Réforme territoriale Hollande : dernier avatar du
jacobinisme
Les tares de
l’organisation territoriale remontent loin dans l’histoire de France. L’Ancien Régime et la Révolution de
Tocqueville avait décrit avec brio le fait que la centralisation caractérisait
l’Ancien Régime et que la Révolution avait moins été une rupture qu’une
confirmation. L’œuvre de centralisation s’est poursuivie à une tout autre
échelle sous la République, puis sous l’Empire. En dépit de plusieurs
changements normatifs, la France est restée un pays centralisé jusqu’à
l’arrivée au pouvoir de François Mitterrand.
Les lois de
décentralisation de 1982-1983 ont certes desserré l’étau du gouvernement sur
les collectivités locales, mais elles ont surtout permis à l’opposition de se
constituer des baronnies inexpugnables ou peu s’en faut, motif pour lequel la
droite, traditionnellement centralisatrice, s’est en définitive bien accommodée
des nouveaux textes.
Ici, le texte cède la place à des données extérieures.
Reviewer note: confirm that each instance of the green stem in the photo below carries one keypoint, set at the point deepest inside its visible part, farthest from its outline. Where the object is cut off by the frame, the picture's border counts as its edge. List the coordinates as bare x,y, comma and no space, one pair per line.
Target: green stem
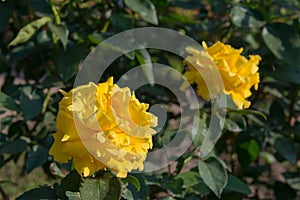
57,20
56,13
45,104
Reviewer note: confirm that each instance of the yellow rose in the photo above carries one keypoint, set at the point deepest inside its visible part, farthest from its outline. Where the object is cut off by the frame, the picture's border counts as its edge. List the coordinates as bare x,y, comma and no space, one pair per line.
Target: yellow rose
238,73
114,126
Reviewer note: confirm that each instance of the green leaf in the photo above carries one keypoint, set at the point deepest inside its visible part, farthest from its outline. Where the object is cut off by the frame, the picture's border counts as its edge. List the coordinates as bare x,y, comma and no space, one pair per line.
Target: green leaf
202,129
7,103
44,192
214,174
144,59
69,183
124,22
13,147
292,179
193,183
189,178
127,194
132,180
4,15
73,195
248,112
21,51
104,188
286,147
68,60
284,42
60,31
36,157
236,185
284,191
145,8
31,102
28,31
277,116
247,152
244,17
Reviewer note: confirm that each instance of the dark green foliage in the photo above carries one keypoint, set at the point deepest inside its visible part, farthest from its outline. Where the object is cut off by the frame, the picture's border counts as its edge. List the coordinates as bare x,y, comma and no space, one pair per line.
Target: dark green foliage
44,42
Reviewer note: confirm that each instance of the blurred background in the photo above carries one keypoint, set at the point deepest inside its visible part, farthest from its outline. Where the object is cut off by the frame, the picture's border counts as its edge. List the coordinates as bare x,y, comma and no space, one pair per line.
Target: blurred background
43,42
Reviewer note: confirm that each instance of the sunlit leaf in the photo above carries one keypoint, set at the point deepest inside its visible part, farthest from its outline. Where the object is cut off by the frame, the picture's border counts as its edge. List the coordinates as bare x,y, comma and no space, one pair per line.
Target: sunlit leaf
145,8
7,103
214,174
28,31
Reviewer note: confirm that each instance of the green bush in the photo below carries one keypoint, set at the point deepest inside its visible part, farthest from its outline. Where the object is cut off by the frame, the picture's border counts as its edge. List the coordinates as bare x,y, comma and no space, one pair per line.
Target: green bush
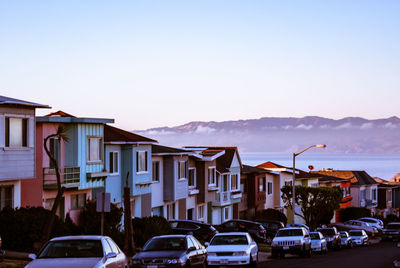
147,227
353,213
271,214
20,228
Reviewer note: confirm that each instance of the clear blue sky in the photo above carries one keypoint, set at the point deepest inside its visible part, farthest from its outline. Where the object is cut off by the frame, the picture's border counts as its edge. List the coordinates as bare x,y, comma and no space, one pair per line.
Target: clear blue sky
164,63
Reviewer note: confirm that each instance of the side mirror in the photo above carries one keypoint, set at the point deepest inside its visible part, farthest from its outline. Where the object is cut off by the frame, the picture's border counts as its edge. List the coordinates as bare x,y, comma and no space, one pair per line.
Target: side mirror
111,255
32,256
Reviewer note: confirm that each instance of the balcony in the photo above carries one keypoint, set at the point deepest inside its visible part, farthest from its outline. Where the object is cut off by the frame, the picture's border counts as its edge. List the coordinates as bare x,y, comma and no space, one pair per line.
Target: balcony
70,177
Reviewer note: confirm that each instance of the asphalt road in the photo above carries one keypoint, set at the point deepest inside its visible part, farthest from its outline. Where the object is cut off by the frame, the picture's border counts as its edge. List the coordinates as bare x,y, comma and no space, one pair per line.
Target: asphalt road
378,255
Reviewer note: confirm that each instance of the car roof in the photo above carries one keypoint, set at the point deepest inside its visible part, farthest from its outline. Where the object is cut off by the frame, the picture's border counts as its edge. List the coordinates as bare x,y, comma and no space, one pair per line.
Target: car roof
79,237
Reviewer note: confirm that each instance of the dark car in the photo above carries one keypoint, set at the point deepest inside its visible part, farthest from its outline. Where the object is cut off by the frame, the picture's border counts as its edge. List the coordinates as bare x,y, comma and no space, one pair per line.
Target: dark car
171,251
391,231
271,227
255,229
202,231
332,237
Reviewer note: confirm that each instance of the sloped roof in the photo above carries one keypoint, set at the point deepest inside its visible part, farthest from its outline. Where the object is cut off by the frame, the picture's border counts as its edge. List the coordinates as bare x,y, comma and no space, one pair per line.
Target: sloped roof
165,150
113,134
11,101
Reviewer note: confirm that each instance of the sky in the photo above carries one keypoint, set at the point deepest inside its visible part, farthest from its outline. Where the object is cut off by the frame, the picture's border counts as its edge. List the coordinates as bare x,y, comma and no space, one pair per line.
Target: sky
165,63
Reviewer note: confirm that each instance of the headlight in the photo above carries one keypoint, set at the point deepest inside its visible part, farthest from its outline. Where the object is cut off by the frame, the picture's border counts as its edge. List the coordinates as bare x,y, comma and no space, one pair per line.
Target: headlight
239,253
173,261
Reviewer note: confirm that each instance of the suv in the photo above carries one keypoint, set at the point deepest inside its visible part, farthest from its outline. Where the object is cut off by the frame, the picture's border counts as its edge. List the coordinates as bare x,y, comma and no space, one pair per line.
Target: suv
271,227
332,237
255,229
294,240
391,231
202,231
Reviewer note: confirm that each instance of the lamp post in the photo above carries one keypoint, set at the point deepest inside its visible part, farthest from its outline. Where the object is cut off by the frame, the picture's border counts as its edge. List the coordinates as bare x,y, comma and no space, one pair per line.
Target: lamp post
294,174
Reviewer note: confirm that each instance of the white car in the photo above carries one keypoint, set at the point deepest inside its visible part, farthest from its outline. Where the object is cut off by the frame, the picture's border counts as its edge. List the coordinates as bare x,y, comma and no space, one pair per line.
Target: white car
79,251
236,248
359,237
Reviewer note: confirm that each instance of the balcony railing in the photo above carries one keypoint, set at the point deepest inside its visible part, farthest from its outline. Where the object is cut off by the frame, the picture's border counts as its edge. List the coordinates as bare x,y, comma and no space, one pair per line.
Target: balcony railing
70,177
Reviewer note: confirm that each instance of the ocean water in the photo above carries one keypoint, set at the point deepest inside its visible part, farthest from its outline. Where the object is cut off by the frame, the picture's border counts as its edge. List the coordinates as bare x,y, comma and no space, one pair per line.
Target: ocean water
384,166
De multiples scandales s’en sont suivis. Le budget des
collectivités locales a explosé, au même titre que le nombre des fonctionnaires
territoriaux, donc la dette publique et les impôts dits locaux.
Après avoir nié
l’évidence lors de la campagne électorale de 2012, François Hollande a
découvert il y a peu l’ampleur de la catastrophe. La réponse du pouvoir tient à
l’adoption d’une nouvelle réforme territoriale. Le débat, ces derniers jours,
s’est focalisé autour du nombre des régions. De 22, il fallait passer à 14,
puis à 13 ; des potentats locaux se sont déchirés sur le thème du « Touche pas
à ma région ! » en mettant en exergue de médiocres intérêts et en livrant un
cas clinique du « marché politique » qui sévit en France. Pourquoi au demeurant
vouloir réduire à tout prix le nombre des régions ? Pour constituer des régions
à taille européenne – cela rappelle les beaux jours du Gosplan – sur
le mode du « big is beautiful ». Pour soutenir les entreprises en accordant à
un échelon local le monopole des aides territoriales, nullement pour supprimer
les aides cela va de soi.
Une telle vision,
partagée par moult élus de l’opposition, s’inscrit une nouvelle fois dans la
lignée d’un jacobinisme et d’un interventionnisme bien français. La réforme
vient d’en haut ; elle provient du Deus ex
machina que constitue le Président de la République. C’est lui qui
tricote et détricote les régions comme un mécano, selon les canons du
constructivisme le plus éculé. C’est la « décentralisation centralisée »,
autrement dit la réforme territoriale à l’envers.
Au contraire, la vraie
réforme supposerait, pour être pertinente, le respect strict de la
subsidiarité, à commencer par la subsidiarité fiscale. Actuellement, les
collectivités locales ne sont pas autonomes parce qu’elles ne bénéficient pas
pour l’essentiel de ressources qui leur soient propres et parce qu’elles ne
sont pas libre de fixer totalement le poids de l’imposition, au prétexte de la
péréquation, traduisons : de l’égalitarisme. Elles en sont donc
réduites à quémander des ressources et autres subventions à l’État.
Une véritable réforme
territoriale ne peut advenir qu’en donnant au niveau local la place de choix
qui lui revient. Les impôts doivent être prélevés localement, ce qui permettra
d’une part de rapprocher le contribuable du citoyen, donc de conjuguer consentement
de l’impôt et consentement à l’impôt, et d’autre part de juguler
l’irresponsabilité des édiles, de créer une concurrence entre les collectivités
et les niveaux de collectivités, et de limiter les rentes de situation. On ne
se battra plus comme aujourd’hui sur le point de savoir si la région
Nord-Pas-de-Calais doit être fusionnée avec la Picardie, si le Poitou-Charentes
doit s’adjoindre au Limousin et à l’Aquitaine pour former des ensembles de
taille idoine et mieux subventionner les entreprises, ou encore si le nombre
des régions doit être réduit à 13 plutôt qu’à 14.
On ne s’écorchera plus
sur des questions dérisoires aux yeux des contribuables. On se livrera à la
concurrence pour attirer les individus et les sociétés dans des zones de droit,
et non plus de non-droit. Quant aux rapprochements entre collectivités locales,
ils s’effectueront spontanément et non plus par dirigisme. En ce sens,
l’existence actuelle de 37 000 communes en France, loin d’être un poids mort,
peut être envisagée comme une véritable richesse.